En nous regardant à travers les yeux de ceux qui vivent dans des endroits où la tragédie humaine est encore ancrée dans des récits religieux et culturels complexes, nous avons un aperçu de notre moi moderne en tant que peuple profondément insécure et craintif. Nous investissons notre grande richesse dans la recherche et le traitement de ce trouble parce que nous avons soudainement perdu d'autres systèmes de croyances qui donnaient autrefois un sens et un contexte à notre souffrance.

Les personnes en détresse sont inconsciemment poussées à extérioriser leur souffrance, en partie pour la rendre plus gérable, et en partie pour qu'elle puisse être reconnue et légitimée. Selon l'historien médical Edward Shorter, les croyances et les récits de notre culture sur la maladie nous fournissent un nombre limité de modèles ou de modèles de maladie permettant d'extérioriser notre détresse. Si des autorités telles que des psychiatres et des célébrités semblent cautionner ou tolérer un nouveau modèle comme le TDAH ou l'automutilation délibérée, le modèle entre dans le «bassin de symptômes» de notre culture et la maladie commence à se propager. En même temps, des gabarits fatigués s'échappent du bassin de symptômes, ce qui peut expliquer pourquoi des états tels que «l'hystérie» et la schizophrénie catatonique (schizophrénie dominée par une extrême agitation ou immobilité et maniérismes bizarres) sont devenus si rares.

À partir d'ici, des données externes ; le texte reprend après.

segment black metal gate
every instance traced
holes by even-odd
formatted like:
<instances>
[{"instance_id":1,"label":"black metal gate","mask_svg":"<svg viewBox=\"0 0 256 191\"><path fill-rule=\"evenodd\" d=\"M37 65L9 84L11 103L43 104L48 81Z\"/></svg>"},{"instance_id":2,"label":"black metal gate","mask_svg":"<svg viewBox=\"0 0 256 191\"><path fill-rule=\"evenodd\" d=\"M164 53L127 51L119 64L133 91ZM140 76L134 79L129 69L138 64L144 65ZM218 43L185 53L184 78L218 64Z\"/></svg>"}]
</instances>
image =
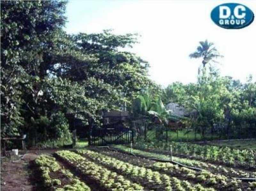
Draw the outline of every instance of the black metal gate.
<instances>
[{"instance_id":1,"label":"black metal gate","mask_svg":"<svg viewBox=\"0 0 256 191\"><path fill-rule=\"evenodd\" d=\"M129 143L133 140L132 129L123 126L114 128L95 127L92 129L90 145L106 146Z\"/></svg>"}]
</instances>

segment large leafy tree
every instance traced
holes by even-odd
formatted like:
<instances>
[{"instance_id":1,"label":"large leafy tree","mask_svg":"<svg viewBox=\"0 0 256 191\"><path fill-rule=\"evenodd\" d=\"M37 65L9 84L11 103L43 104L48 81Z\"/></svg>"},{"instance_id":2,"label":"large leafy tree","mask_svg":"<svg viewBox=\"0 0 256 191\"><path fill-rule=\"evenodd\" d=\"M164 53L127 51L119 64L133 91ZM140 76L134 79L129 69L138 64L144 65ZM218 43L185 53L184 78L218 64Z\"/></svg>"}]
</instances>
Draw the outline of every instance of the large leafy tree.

L'incidence de la boulimie mentale a augmenté en 1992, année où le journaliste Andrew Morton a exposé la «maladie secrète» de la princesse Diana et a culminé en 1995, quand elle a révélé son trouble de l'alimentation au public. Il a commencé à décliner en 1997, l'année de sa mort tragique. Cette synchronologie suggère que le statut et le glamour de la princesse Diana combinés à une couverture médiatique intense de sa boulimie et de sa boulimie en général ont conduit à une augmentation de l'incidence du trouble.

Une autre explication est que l'exemple de la princesse Diana a encouragé les gens à s'avouer et à admettre leur trouble de l'alimentation. De même, il se pourrait que les Japonais aient toujours souffert de dépression, mais l'aient caché ou n'aient pas eu un modèle permettant de le reconnaître ou de l'extérioriser. Le danger pour nous, les psychiatres et les professionnels de la santé, dans le traitement des personnes atteintes de troubles mentaux est de traiter le modèle sans aborder ni même reconnaître la détresse très réelle qui se cache derrière.

Neel Burton est l'auteur de The Meaning of Madness et d'autres livres.